No adverse reactions were reported in patients aged from 1 year to 12 years (n=115) who received Xofluza^® in one double-blind clinical study with active control Ministone-2 (CP40563). Safety data in children aged 1 to 12 years at high risk of complications are limited.

Contraindications

• Hypersensitivity to baloxavir marboxil or to any of the excipients.

Use in Pregnancy and Lactation

Pregnancy

Data on the use of baloxavir marboxil in pregnant women are absent or limited. Animal reproduction toxicity studies do not indicate direct or indirect harmful effects (see section “Pharmacological Action”, subsection “Preclinical safety data”). As a precautionary measure, it is preferable to avoid the use of Xofluza^® during pregnancy.

Breast-feeding period

It is unknown whether Baloxavir marboxil or baloxavir pass into human breast milk. When administered to lactating rats, Baloxavir marboxil and its metabolites were secreted into milk. A risk to the newborns/infants cannot be excluded. A decision must be made whether to discontinue breast-feeding or to abstain from Xofluza^® therapy, taking into account the benefit of breast-feeding for the child and the benefit of therapy for the woman.

Fertility

According to animal studies, Baloxavir marboxil does not affect fertility (see section “Pharmacological Action”, subsection “Preclinical safety data”).

Use in Hepatic Impairment

The drug should be used with caution in severe hepatic impairment (Child-Pugh class C).

Use in Renal Impairment

The drug should be used with caution in renal impairment.

Pediatric Use

The dosage regimen is provided for children with body weight ≥20 kg.

Geriatric Use

No dose adjustment is required for elderly patients ≥65 years.

Special Precautions

Limitations of use

Influenza viruses change over time, and factors such as virus type or subtype, emergence of resistance, or changes in viral virulence may reduce the clinical benefit of antiviral drugs. When deciding to use Xofluza^®, available information on the susceptibility of circulating influenza virus strains to the drug should be considered.

Excipients

Lactose. Xofluza^® contains lactose. Patients with rare hereditary problems of galactose intolerance, total lactase deficiency, or glucose-galactose malabsorption should not take this medicine.

Sodium. This medicine contains less than 1 mmol sodium (23 mg) per tablet, that is to say essentially ‘sodium-free’.

Effect on ability to drive and use machines

Xofluza^® has no or negligible influence on the ability to drive and use machines.

Overdose

Symptoms reports of overdose with Xofluza^® have been received in clinical studies and during post-marketing use. In most cases of overdose, no adverse events were observed. Data are insufficient to determine what symptoms can be expected as a result of overdose.

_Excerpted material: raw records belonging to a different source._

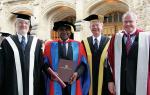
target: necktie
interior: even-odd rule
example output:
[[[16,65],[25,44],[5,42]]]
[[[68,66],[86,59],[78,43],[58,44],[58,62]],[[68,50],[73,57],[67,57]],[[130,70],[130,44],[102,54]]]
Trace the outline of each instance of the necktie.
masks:
[[[63,57],[66,57],[66,43],[62,44],[62,48],[63,48]]]
[[[94,49],[95,51],[98,50],[98,41],[97,41],[97,38],[94,39],[95,43],[94,43]]]
[[[26,47],[26,41],[25,41],[25,37],[24,37],[24,36],[22,36],[21,47],[22,47],[23,50],[25,50],[25,47]]]
[[[130,34],[127,34],[127,41],[126,41],[126,51],[127,54],[129,53],[130,47],[131,47],[131,36]]]
[[[126,51],[127,51],[127,54],[129,53],[129,50],[131,48],[131,45],[132,45],[132,41],[131,41],[131,37],[134,37],[136,35],[138,35],[138,31],[134,32],[133,34],[130,34],[130,33],[126,33],[125,31],[123,31],[124,35],[127,37],[127,41],[126,41]]]
[[[73,51],[72,51],[71,43],[68,43],[67,58],[68,58],[69,60],[72,60],[72,59],[73,59]]]

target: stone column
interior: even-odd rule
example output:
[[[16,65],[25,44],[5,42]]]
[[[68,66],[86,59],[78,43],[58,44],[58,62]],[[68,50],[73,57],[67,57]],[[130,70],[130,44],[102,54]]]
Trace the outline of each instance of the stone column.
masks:
[[[84,16],[84,0],[76,0],[76,32],[74,33],[74,39],[81,41],[82,40],[82,34],[83,31],[83,23],[82,19]]]
[[[51,1],[51,0],[49,0]],[[42,40],[48,40],[50,39],[50,33],[49,33],[49,21],[47,17],[47,12],[42,13],[42,11],[46,11],[45,9],[46,5],[49,3],[49,1],[45,1],[43,3],[43,0],[39,0],[39,6],[37,12],[38,14],[38,33],[37,36],[40,37]]]
[[[0,19],[2,20],[2,7],[3,7],[3,2],[0,2]],[[0,23],[0,31],[2,30],[2,22]]]
[[[145,31],[149,31],[150,32],[150,2],[145,3],[145,17],[144,17],[144,22],[145,22],[145,27],[144,30]]]
[[[6,23],[5,23],[5,10],[4,10],[4,4],[3,4],[3,1],[0,2],[0,20],[1,20],[1,23],[0,23],[0,27],[1,27],[1,31],[5,31],[5,26],[6,26]]]
[[[132,3],[129,4],[129,10],[136,13],[138,20],[137,20],[137,27],[144,29],[145,27],[145,8],[143,6],[142,0],[139,1],[132,1]]]
[[[39,25],[39,14],[40,14],[40,8],[39,8],[39,3],[37,0],[32,2],[32,11],[33,11],[33,17],[31,18],[31,25],[32,25],[32,31],[31,34],[38,35],[38,25]]]
[[[140,0],[131,10],[138,15],[138,27],[142,28],[144,31],[150,31],[150,2],[146,0]]]

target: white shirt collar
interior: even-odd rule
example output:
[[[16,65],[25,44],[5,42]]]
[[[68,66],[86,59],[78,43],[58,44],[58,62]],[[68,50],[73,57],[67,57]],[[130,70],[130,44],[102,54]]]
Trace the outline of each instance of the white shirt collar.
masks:
[[[134,34],[135,32],[136,32],[136,28],[130,33],[130,35]],[[127,31],[125,31],[125,33],[128,34]]]
[[[92,38],[93,38],[93,45],[94,45],[94,43],[95,43],[95,38],[97,38],[97,41],[98,41],[98,47],[99,47],[99,45],[100,45],[100,41],[101,41],[101,35],[99,35],[98,37],[94,37],[94,36],[92,36]]]
[[[95,42],[95,41],[94,41],[95,38],[97,38],[98,43],[100,43],[100,41],[101,41],[101,35],[99,35],[98,37],[92,36],[92,38],[93,38],[93,42]]]
[[[26,43],[28,42],[27,34],[26,34],[26,35],[20,35],[20,34],[18,34],[18,33],[17,33],[17,35],[18,35],[19,42],[21,42],[21,40],[22,40],[22,36],[24,36],[24,37],[25,37],[25,41],[26,41]]]

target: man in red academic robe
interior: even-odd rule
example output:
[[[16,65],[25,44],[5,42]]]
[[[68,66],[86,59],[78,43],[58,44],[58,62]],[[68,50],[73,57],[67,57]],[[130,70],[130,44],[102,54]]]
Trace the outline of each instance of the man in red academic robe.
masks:
[[[88,94],[90,73],[85,50],[80,42],[69,39],[73,26],[72,23],[67,21],[55,22],[53,30],[58,32],[60,40],[47,41],[45,44],[45,66],[47,65],[51,67],[54,72],[58,72],[60,59],[73,61],[73,64],[77,66],[74,73],[70,76],[70,81],[65,82],[67,85],[65,88],[61,87],[59,82],[53,78],[52,75],[50,75],[51,77],[47,77],[46,95]]]
[[[116,95],[150,95],[150,33],[138,29],[136,20],[133,12],[123,15],[124,30],[112,37],[108,49],[114,77],[108,88]]]

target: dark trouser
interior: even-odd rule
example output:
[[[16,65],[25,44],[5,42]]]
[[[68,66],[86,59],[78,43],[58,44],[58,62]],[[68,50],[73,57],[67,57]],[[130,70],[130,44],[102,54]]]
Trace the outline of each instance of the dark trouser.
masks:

Treatment there is no known specific antidote for Xofluza^®. In case of overdose, standard supportive medical care should be provided based on the patient’s signs and symptoms of overdose. It is unlikely that baloxavir can be substantially removed by dialysis due to high serum protein binding.

Drug Interactions

Effect of other drugs on Baloxavir marboxil or its active metabolite baloxavir

Xofluza^® should not be taken simultaneously with laxatives or antacids containing polyvalent cations, or with dietary supplements containing iron, zinc, selenium, calcium, magnesium.

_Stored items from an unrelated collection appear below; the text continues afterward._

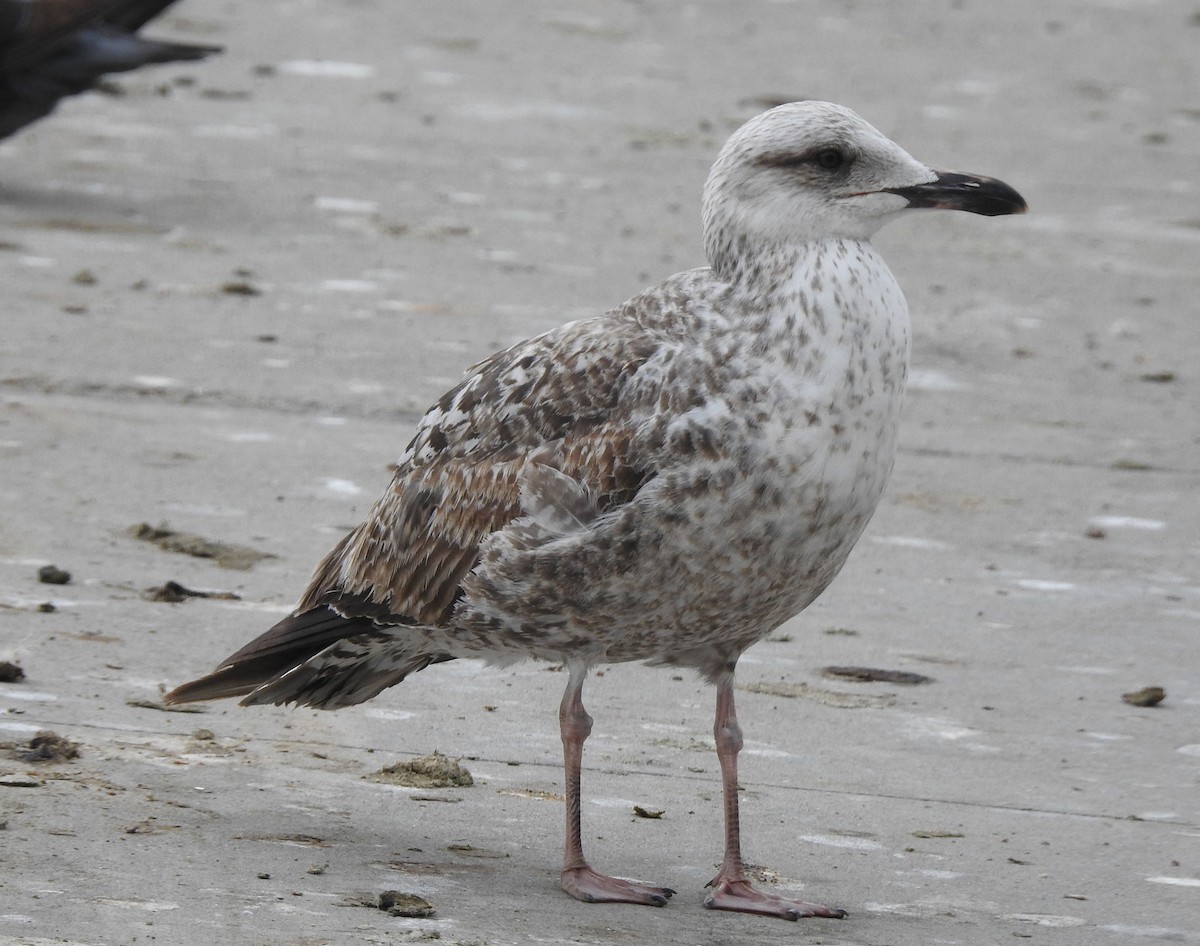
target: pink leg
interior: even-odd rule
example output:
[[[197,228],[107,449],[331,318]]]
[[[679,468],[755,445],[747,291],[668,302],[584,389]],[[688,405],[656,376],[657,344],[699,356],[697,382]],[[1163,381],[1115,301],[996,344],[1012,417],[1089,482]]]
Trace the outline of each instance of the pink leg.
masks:
[[[592,870],[583,856],[579,827],[579,769],[583,763],[584,740],[592,731],[592,717],[583,708],[583,681],[587,676],[587,667],[572,665],[569,669],[571,677],[558,711],[567,782],[567,840],[563,851],[562,888],[576,900],[587,903],[644,903],[661,907],[674,890],[608,877]]]
[[[711,910],[736,910],[741,913],[761,913],[785,920],[802,916],[823,916],[841,919],[845,910],[825,907],[819,903],[788,900],[775,894],[762,893],[750,886],[742,865],[741,825],[738,819],[737,757],[742,748],[742,730],[738,726],[733,705],[733,670],[717,684],[717,718],[713,724],[717,741],[717,759],[721,763],[721,788],[725,797],[725,857],[717,876],[709,881],[712,887],[704,900]]]

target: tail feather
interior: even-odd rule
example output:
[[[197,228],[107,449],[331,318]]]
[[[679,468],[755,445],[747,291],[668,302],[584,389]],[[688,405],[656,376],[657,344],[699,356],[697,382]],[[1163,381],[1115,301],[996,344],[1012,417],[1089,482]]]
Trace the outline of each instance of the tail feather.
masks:
[[[413,653],[410,647],[394,638],[382,642],[376,635],[348,637],[258,687],[242,706],[295,703],[341,709],[378,696],[431,663],[454,659],[449,654]]]
[[[138,50],[132,58],[126,53],[130,61],[124,66],[102,69],[102,62],[98,62],[90,78],[98,78],[104,71],[176,59],[201,59],[221,52],[220,46],[144,40],[135,35],[146,22],[174,2],[176,0],[0,0],[0,72],[8,76],[26,70],[36,73],[44,64],[52,73],[58,73],[65,60],[96,58],[98,50],[105,45],[105,38],[117,34],[130,41],[129,50],[137,49],[138,44],[144,44],[145,50]]]
[[[168,62],[193,62],[215,52],[220,52],[219,46],[147,39],[120,30],[96,28],[80,35],[70,55],[54,57],[41,71],[49,77],[95,81],[110,72],[131,72]]]
[[[336,709],[361,703],[448,654],[420,649],[420,640],[366,617],[318,607],[284,618],[222,661],[212,673],[184,683],[163,699],[192,703],[245,697],[242,704],[298,703]]]
[[[221,51],[137,30],[175,0],[0,0],[0,138],[108,73]]]

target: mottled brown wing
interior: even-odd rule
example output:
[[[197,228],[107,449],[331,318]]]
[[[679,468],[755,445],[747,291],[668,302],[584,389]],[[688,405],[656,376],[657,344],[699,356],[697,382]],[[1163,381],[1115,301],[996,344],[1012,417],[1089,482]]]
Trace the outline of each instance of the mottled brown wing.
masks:
[[[298,611],[444,623],[480,543],[521,514],[528,463],[578,481],[600,510],[628,501],[654,471],[621,406],[663,344],[610,315],[481,362],[425,415],[387,492],[318,566]]]
[[[421,628],[450,620],[493,533],[508,526],[510,544],[544,542],[629,502],[657,474],[667,419],[703,401],[703,365],[689,366],[698,385],[672,382],[694,348],[692,311],[722,303],[725,290],[710,298],[710,288],[707,270],[681,273],[470,369],[422,419],[387,491],[317,567],[297,609],[165,699],[334,708],[452,659]]]
[[[419,627],[448,620],[480,543],[524,514],[522,485],[545,518],[569,477],[579,486],[555,511],[578,517],[627,502],[654,475],[625,409],[662,344],[610,315],[477,365],[425,415],[387,491],[317,566],[296,610],[165,699],[332,708],[450,659],[425,646]],[[547,469],[565,477],[538,472]],[[403,626],[414,637],[387,630]]]

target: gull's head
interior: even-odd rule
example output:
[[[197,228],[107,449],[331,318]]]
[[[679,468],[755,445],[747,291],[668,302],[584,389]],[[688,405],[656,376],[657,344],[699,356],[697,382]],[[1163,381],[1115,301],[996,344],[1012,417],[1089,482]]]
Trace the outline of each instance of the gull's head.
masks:
[[[718,272],[747,249],[866,240],[906,210],[997,216],[1025,201],[1002,181],[934,171],[854,112],[789,102],[750,119],[704,187],[704,233]]]

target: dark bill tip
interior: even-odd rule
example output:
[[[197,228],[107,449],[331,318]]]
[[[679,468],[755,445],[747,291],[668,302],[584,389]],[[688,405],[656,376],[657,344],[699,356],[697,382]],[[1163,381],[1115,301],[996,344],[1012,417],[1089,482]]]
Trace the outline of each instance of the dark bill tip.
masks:
[[[1023,214],[1028,209],[1024,197],[994,177],[953,171],[935,173],[936,181],[911,187],[889,187],[888,193],[903,197],[910,207],[965,210],[985,217]]]

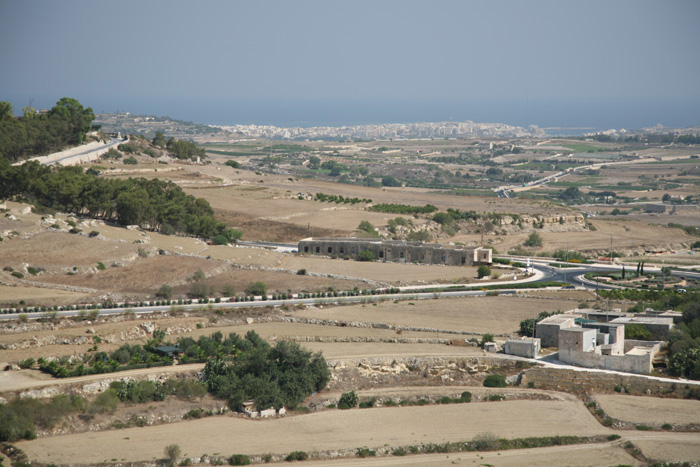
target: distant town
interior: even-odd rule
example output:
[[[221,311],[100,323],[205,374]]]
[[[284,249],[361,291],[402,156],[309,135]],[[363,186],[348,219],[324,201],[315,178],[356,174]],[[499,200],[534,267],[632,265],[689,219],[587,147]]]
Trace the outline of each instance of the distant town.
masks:
[[[423,122],[381,123],[355,126],[278,127],[273,125],[212,125],[240,133],[250,138],[269,139],[415,139],[450,137],[542,137],[545,131],[530,125],[528,128],[504,123]]]

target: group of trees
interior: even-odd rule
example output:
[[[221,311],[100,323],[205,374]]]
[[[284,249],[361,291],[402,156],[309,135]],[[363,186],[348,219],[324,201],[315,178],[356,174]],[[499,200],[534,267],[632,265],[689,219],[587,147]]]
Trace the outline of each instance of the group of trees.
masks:
[[[387,212],[389,214],[430,214],[437,211],[437,208],[432,204],[426,204],[425,206],[411,206],[408,204],[388,204],[380,203],[375,204],[370,211],[374,212]]]
[[[669,371],[675,376],[700,380],[700,292],[611,289],[600,290],[598,294],[608,299],[636,301],[637,304],[628,309],[630,312],[646,308],[682,312],[681,322],[668,337]]]
[[[674,375],[700,380],[700,293],[678,294],[683,319],[669,335],[669,369]]]
[[[336,204],[358,204],[358,203],[371,203],[372,200],[369,198],[350,198],[343,195],[327,195],[325,193],[316,193],[314,200],[320,201],[322,203],[336,203]]]
[[[64,97],[46,113],[25,107],[14,118],[12,104],[0,102],[0,156],[11,161],[59,151],[85,140],[95,114],[75,99]]]
[[[229,364],[210,359],[204,374],[209,392],[226,399],[233,410],[250,399],[258,409],[294,409],[330,380],[323,356],[295,342],[279,341],[272,347],[254,331],[243,339],[235,334],[229,339],[234,340],[236,358]]]
[[[206,157],[206,151],[204,148],[200,148],[193,142],[183,141],[172,137],[168,139],[168,142],[165,144],[165,148],[171,153],[175,154],[175,157],[178,159],[196,160],[198,157],[200,159],[204,159]]]
[[[18,196],[29,202],[78,215],[139,225],[164,234],[203,238],[222,235],[229,241],[240,231],[227,229],[214,218],[214,210],[202,198],[187,195],[172,182],[108,180],[80,167],[51,168],[37,162],[12,166],[0,158],[0,198]]]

Interaction with influenza vaccines

Studies of the interaction between baloxavir marboxil and influenza vaccines have not been conducted. In studies of naturally acquired or experimentally induced influenza, treatment with Xofluza^® did not affect the humoral antibody response to influenza infection.

Children

Interaction studies have only been performed in adults.

Storage Conditions

The drug should be stored out of the reach of children, in the original packaging (blister in a carton) to protect from moisture, at a temperature not exceeding 30°C (86°F).

Shelf Life

The shelf life for the 40 mg dosage is 5 years, for the 80 mg dosage is 4 years. Do not use after the expiration date.

Dispensing Status

The drug is dispensed by prescription.

Important Safety Information

This information is for educational purposes only and does not replace professional medical advice. Always consult your doctor before use. Dosage and side effects may vary. Use only as prescribed.